We have traveled quite a distance so far through the chapters of this book, understanding various concepts and learning some amazing algorithms. We have even worked on projects that have applications in our daily lives. In short, we have done data mining without using the term explicitly. Let us now take this opportunity to formally define data mining.

Mining, in the classical sense of the word, refers to the extraction of useful minerals from the Earth (such as coal mining). Put in the context of the information age, mining refers to the extraction of useful information from large pools of data. Thus, if we look carefully, Knowledge Mining or Knowledge Discovery from Data (KDD) seems to be a better representation than the term data mining. As is the case with many keywords, short and sweet catches the attention. Thus, you may find in many places the terms Knowledge Discovery from Data and data mining being used interchangeably, which is rightly so. The process of data mining, analogous to the mining of minerals, involves the following steps:

Data cleansing to remove noise and unwanted data
Data transformation to transform the data into relevant form for analysis
Data/pattern evaluation to uncover interesting insights
Data presentation to visualize knowledge in a useful form

Note

Data mining isn't about using a search engine to get information, say regarding snakes. Rather it is about uncovering hidden insights like snakes are the only creatures found on every continent except Antarctica!
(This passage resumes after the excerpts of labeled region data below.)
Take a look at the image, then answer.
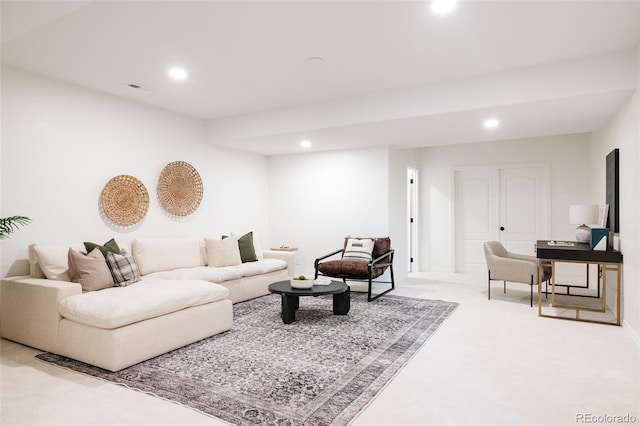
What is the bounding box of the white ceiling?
[0,0,640,155]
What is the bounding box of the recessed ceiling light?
[431,0,456,15]
[127,83,151,92]
[169,67,188,80]
[483,118,500,129]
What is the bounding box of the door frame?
[449,161,551,273]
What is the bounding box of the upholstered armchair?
[314,237,395,302]
[484,241,551,307]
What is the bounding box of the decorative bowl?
[291,278,313,288]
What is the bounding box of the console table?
[536,240,622,325]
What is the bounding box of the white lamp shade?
[569,204,598,225]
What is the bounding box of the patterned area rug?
[38,293,457,426]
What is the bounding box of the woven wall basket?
[158,161,203,216]
[100,175,149,226]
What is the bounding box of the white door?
[407,167,418,272]
[454,168,499,273]
[498,167,550,256]
[454,164,550,274]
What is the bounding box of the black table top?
[269,280,348,296]
[536,240,622,263]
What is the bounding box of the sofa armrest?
[262,250,296,276]
[0,276,82,351]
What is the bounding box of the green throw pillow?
[84,238,120,259]
[222,232,258,263]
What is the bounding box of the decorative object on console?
[569,204,599,243]
[100,175,149,226]
[591,228,609,251]
[598,204,609,228]
[158,161,203,216]
[603,148,620,233]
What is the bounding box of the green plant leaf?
[0,216,31,240]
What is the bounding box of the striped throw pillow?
[107,250,140,287]
[342,238,373,262]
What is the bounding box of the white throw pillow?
[342,238,373,262]
[33,244,84,281]
[204,236,242,267]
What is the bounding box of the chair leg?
[529,275,533,308]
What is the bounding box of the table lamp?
[569,204,598,243]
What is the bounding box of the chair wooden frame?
[314,245,396,302]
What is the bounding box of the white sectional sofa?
[0,238,293,371]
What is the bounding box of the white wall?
[0,68,268,276]
[420,134,597,272]
[268,148,395,274]
[591,47,640,345]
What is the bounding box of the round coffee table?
[269,280,351,324]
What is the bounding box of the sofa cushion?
[131,238,206,275]
[204,236,242,267]
[147,266,243,283]
[68,248,113,291]
[58,278,229,329]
If we take a minute to understand the preceding steps, we can see that we used exactly the same process across our projects. Please keep in mind that we have simply formalized and presented the process we have been following across chapters and not missed or modified any step done in previous chapters.

Mining social network data

Now that we have formally defined data mining and seen the steps involved in transforming data to knowledge, let us focus on data from social networks. While data mining methodology is independent of the source of data, there are certain things to be kept in mind which could lead to better processing and improved results.
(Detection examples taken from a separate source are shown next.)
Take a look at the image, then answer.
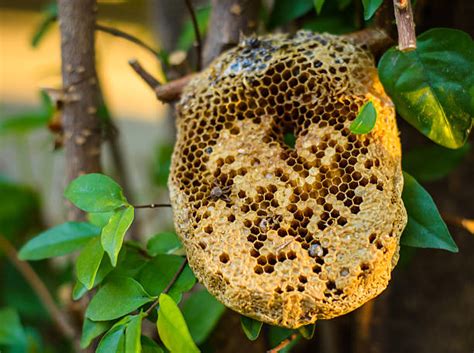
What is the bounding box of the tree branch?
[185,0,202,71]
[145,258,188,316]
[58,0,102,220]
[203,0,260,66]
[0,235,79,342]
[393,0,416,52]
Like the mining of any other type of data, domain knowledge is definitely a plus for mining social network data. Even though social network analysis is an interdisciplinary subject (as discussed in the previous section), it primarily involves the analysis of data pertaining to users or entities and their interactions.
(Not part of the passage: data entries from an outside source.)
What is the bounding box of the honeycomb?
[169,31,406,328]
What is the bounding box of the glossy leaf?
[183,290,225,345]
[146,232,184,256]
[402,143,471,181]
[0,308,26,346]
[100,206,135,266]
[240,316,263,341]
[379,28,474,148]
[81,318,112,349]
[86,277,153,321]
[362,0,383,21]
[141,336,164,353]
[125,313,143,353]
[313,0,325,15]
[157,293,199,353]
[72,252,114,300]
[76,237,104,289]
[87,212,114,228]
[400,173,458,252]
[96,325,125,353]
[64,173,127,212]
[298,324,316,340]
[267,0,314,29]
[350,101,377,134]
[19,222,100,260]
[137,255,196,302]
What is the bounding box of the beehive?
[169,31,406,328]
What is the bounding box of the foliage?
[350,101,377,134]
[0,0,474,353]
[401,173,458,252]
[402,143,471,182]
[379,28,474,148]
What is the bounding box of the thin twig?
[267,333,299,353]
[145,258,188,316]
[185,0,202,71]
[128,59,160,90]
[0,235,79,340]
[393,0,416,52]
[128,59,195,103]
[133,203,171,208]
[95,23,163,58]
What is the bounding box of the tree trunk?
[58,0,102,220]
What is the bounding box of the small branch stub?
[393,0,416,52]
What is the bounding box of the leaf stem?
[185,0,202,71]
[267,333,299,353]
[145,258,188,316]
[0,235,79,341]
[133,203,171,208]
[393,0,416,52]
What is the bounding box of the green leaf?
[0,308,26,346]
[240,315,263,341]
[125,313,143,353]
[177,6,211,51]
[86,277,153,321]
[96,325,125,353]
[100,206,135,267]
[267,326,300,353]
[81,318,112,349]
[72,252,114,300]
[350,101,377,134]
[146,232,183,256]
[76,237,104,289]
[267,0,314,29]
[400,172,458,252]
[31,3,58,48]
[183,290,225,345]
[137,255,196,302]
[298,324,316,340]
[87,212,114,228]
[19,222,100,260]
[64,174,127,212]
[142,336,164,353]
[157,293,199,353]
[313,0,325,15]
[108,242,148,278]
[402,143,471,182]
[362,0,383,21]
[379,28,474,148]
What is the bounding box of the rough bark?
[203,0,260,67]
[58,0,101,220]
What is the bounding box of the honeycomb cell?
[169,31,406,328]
In previous chapters, we have seen all sorts of data from e-commerce platforms to banks to data related to the characteristics of flowers. The data we have seen has had different attributes and characteristics. But if we look carefully, the data was a result of some sort of measurement or event capture.

Coming onto the social network's domain, the playground is a little, if not completely different. Unlike what we have seen so far, data from social media platforms is extremely dynamic. When we say dynamic, we refer to the actual content on a data point and not its structure. The data point itself may (or may not) be structured, but the content itself is not.

Let us be specific and talk about data contained in a tweet. A sample tweet looks something like this:

Image source: https://twitter.com/POTUS/status/680464195993911296

A tweet, as we all know, is a 140 character message. Since the message is generated by a user (usually), the actual message may be of a different length, language, and or it may contain images, links, videos, and more. Thus, a tweet is a structured data point which contains the handle of the user (@POTUS), the name of the user (President Obama), the message (From the Obama family...), along with information related to when was it tweeted (26 Dec 2015), the number of likes, and the number of retweets. A tweet may also contain hashtags, hyperlinks, images, and videos embedded within the message. As we will see in the coming sections, a tweet contains tons of metadata (data about the data) apart from the attributes discussed preceding. Similarly, data from other social networks also contains a lot more information than what usually meets the eye.

This much information from a single tweet coupled with millions of users tweeting frantically every second across the globe presents a huge amount of data with interesting patterns waiting to be discovered.

In its true sense, Twitter's data (and of social networks in general) represents the 3 Vs (Volume, Variety, and Velocity) of big data very well.

Note

143,199 tweets per second is a record achieved during the airing of the film Castle in the Sky in Japan on August 3, 2013. The average tweets per second is usually around 5700; the record multiplied it 25 times! Read more about it on the Twitter blog: https://blog.twitter.com/2013/new-tweets-per-second-record-and-how

Thus, the mining of data from a social network involves understanding the structure of the data point, the underlying philosophy or use of the social network (Twitter is used for quick exchange of information, while LinkedIn is used for professional networking), the velocity and volume of the data being generated, along with the thinking cap of a data scientist.

Towards the end of the chapter, we will also touch upon the challenges presented by social networks to the usual mining methodology.